TITLE:
Beyond Closed-Form Liquidity Models: An AI-Enhanced Quantitative Approach
AUTHORS:
Marcello Forcellini
KEYWORDS:
Liquidity Spread, Market Liquidity, Mathematical Finance, Functional Analysis, Artificial Intelligence, Operator-Based Models, Nonlinear Approximation
JOURNAL NAME:
Journal of Mathematical Finance,
Vol.16 No.1,
February
5,
2026
ABSTRACT: Liquidity spreads are a fundamental manifestation of trading frictions in financial markets, with important implications for asset pricing, risk management, and market stability. Classical theoretical models of liquidity typically rely on restrictive assumptions and closed-form specifications that limit their ability to capture nonlinear and adaptive liquidity dynamics observed in modern markets. This paper proposes a novel mathematical framework for liquidity spread estimation that integrates artificial intelligence within a rigorously defined analytical structure. Liquidity spreads are modeled as nonlinear functionals of observable market states, represented by operator-based mappings embedded in suitable function spaces. Artificial intelligence enters the framework through flexible parameterizations of these operators, allowing for endogenous learning of complex liquidity dynamics while preserving theoretical properties such as well-posedness, stability, and interpretability.

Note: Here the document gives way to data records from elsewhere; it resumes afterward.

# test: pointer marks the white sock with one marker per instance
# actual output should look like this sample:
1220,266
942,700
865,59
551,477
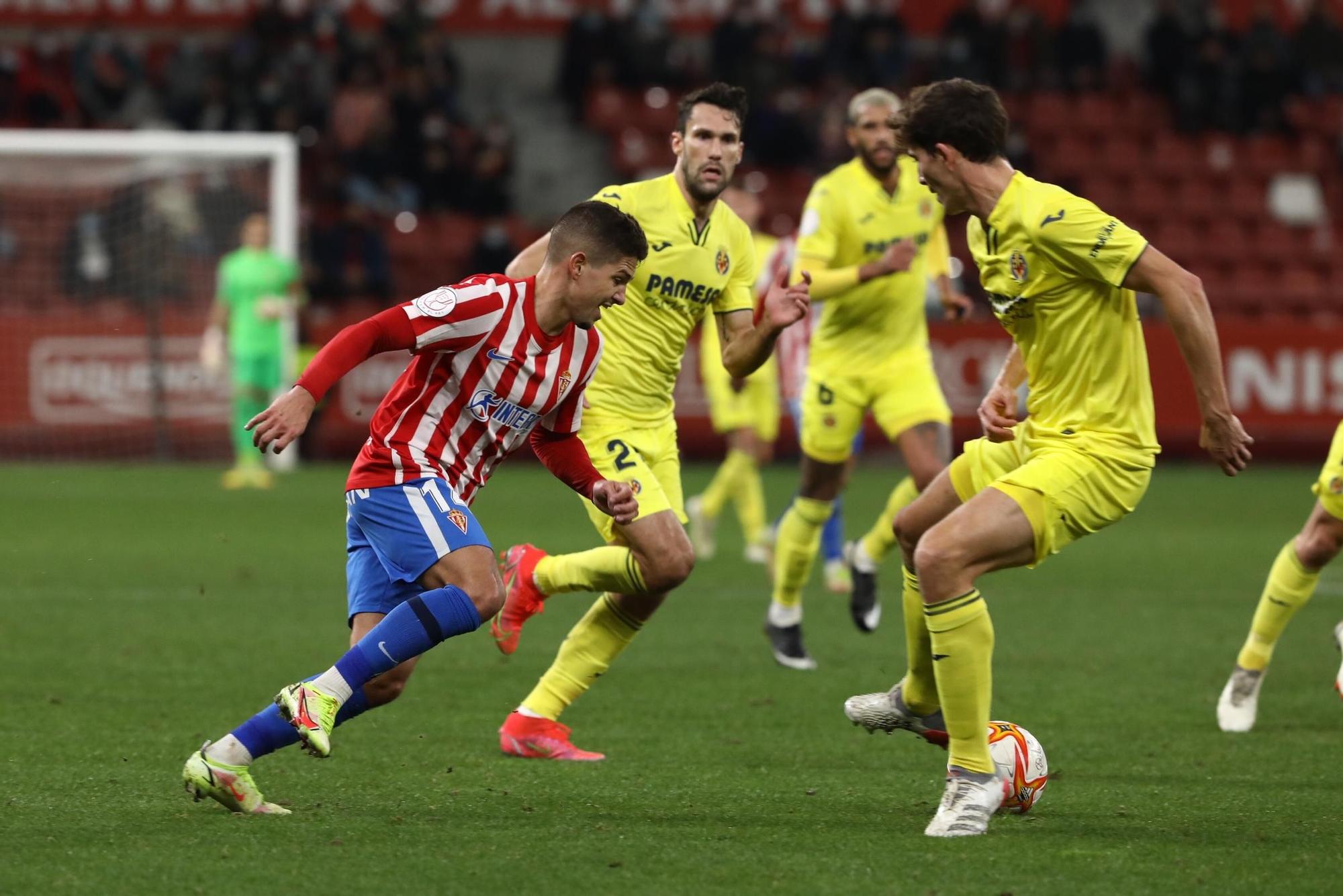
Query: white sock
862,561
229,750
784,616
335,685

The model is analyzed using tools from functional analysis and approximation theory, and sufficient conditions for existence, continuity, and robustness are established. By reconciling analytical finance theory with AI-inspired functional representations, the proposed framework extends classical liquidity models and provides a theoretically grounded foundation for future research on liquidity, pricing, and risk in high-dimensional financial markets.